The growth in the ASIR of RA in youthful adults in the countries Uzbekistan, Mexico, Paraguay, and Honduras may be attributable to their populations’ similarities in terms of the prevalence of smoking, insufficient exercise, obesity, metabolic syndrome, and malnutrition. There may also be country-specific RA characteristics. For example, in Uzbekistan, some climatic conditions (wet, high temperature, and cloudy conditions) and geographical factors (such as soil quality) influence the activity level and clinical form of RA. In addition, factors related to patient behavior and referral systems lead to delayed diagnosis and treatment of RA. Mexico, Paraguay, and Honduras are countries in the rapidly developing regions of Latin America and the Caribbean, where individual-level factors (e.g., early infection, sanitary conditions, and hormone therapy) and environmental factors (associated with, for example, industrialization, demographic transition, and urbanization) may combine to increase the prevalence of RA. This highlights the potential influence of cultural and socioeconomic factors on the etiology of RA [34]. Therefore, lifestyle-specific prevention and health-promoting response strategies could help reduce the burden of RA.
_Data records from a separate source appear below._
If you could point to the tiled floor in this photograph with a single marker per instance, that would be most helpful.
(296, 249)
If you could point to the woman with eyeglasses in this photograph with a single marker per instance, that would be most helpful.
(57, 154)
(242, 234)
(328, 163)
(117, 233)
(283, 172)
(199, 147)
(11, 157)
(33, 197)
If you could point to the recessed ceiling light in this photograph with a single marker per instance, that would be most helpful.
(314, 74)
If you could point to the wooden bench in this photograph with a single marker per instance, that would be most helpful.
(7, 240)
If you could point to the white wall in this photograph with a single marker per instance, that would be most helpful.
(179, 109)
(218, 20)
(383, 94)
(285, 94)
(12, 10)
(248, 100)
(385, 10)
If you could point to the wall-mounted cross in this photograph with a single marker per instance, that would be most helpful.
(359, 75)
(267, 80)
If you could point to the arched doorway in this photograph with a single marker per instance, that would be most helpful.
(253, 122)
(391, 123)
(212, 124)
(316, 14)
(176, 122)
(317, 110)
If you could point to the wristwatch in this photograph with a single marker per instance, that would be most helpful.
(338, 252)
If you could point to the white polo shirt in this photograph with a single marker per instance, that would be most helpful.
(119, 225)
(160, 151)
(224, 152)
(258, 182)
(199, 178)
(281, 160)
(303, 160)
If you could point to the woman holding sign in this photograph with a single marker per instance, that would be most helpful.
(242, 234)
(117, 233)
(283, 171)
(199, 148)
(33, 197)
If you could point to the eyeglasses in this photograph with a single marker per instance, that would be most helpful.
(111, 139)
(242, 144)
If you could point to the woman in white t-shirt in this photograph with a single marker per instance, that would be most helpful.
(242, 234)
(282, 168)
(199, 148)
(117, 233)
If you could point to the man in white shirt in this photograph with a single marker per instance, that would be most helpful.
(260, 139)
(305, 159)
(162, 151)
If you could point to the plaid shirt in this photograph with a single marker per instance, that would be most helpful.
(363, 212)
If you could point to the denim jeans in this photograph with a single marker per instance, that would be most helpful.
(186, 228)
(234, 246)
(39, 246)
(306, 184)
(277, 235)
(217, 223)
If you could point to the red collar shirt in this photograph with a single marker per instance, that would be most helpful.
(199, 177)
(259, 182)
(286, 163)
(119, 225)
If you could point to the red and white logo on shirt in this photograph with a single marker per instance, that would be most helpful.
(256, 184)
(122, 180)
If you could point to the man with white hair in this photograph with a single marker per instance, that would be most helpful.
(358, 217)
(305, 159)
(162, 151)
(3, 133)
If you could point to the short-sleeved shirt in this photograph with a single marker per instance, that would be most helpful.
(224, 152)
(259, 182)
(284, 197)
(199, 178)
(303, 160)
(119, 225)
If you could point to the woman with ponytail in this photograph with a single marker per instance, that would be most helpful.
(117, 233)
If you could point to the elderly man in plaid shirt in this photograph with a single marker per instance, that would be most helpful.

Based on data from GBD 2019, this study produced the most complete and current statistics on the prevalence of RA in young people worldwide from 1990 to 2019. It also analyzed this burden and its change trends in different countries and regions to provide policy-makers with targeted strategies for RA prevention, diagnosis, and treatment. However, this study had three limitations, as follows. (1) The fatal and non-fatal RA outcome data in GBD 2019 did not completely describe RA and its different stages of development, and therefore the burden of RA could not be analyzed in terms of disease course and severity. (2) Although an increasing number of RA-related risk factors have been recognized, a causative link has been established only between smoking and RA, meaning that it is difficult to identify and distinguish risk factors in a specific region and country. (3) The study group was aged 15–49 and thus not all age groups were examined, meaning that this was not a comprehensive assessment of the global burden of RA in people of all ages.
In conclusion, the ASIRs of and age-standardized DALY rates due to RA in young adults worldwide showed a positive trend from 1990 to 2019, and the risk of RA was higher in young adult women than in young adult men. In addition, these parameters remained high and increased significantly in high-SDI regions. Nevertheless, the burden of RA in low-income countries of sub-Saharan Africa, Latin America, Oceania, and Central Asia is substantial, especially in Uzbekistan, Mexico, Qatar, and Paraguay. Awareness of RA, elimination of its risk factors, and early treatment are key to reducing the burden of RA in young adults and other patients.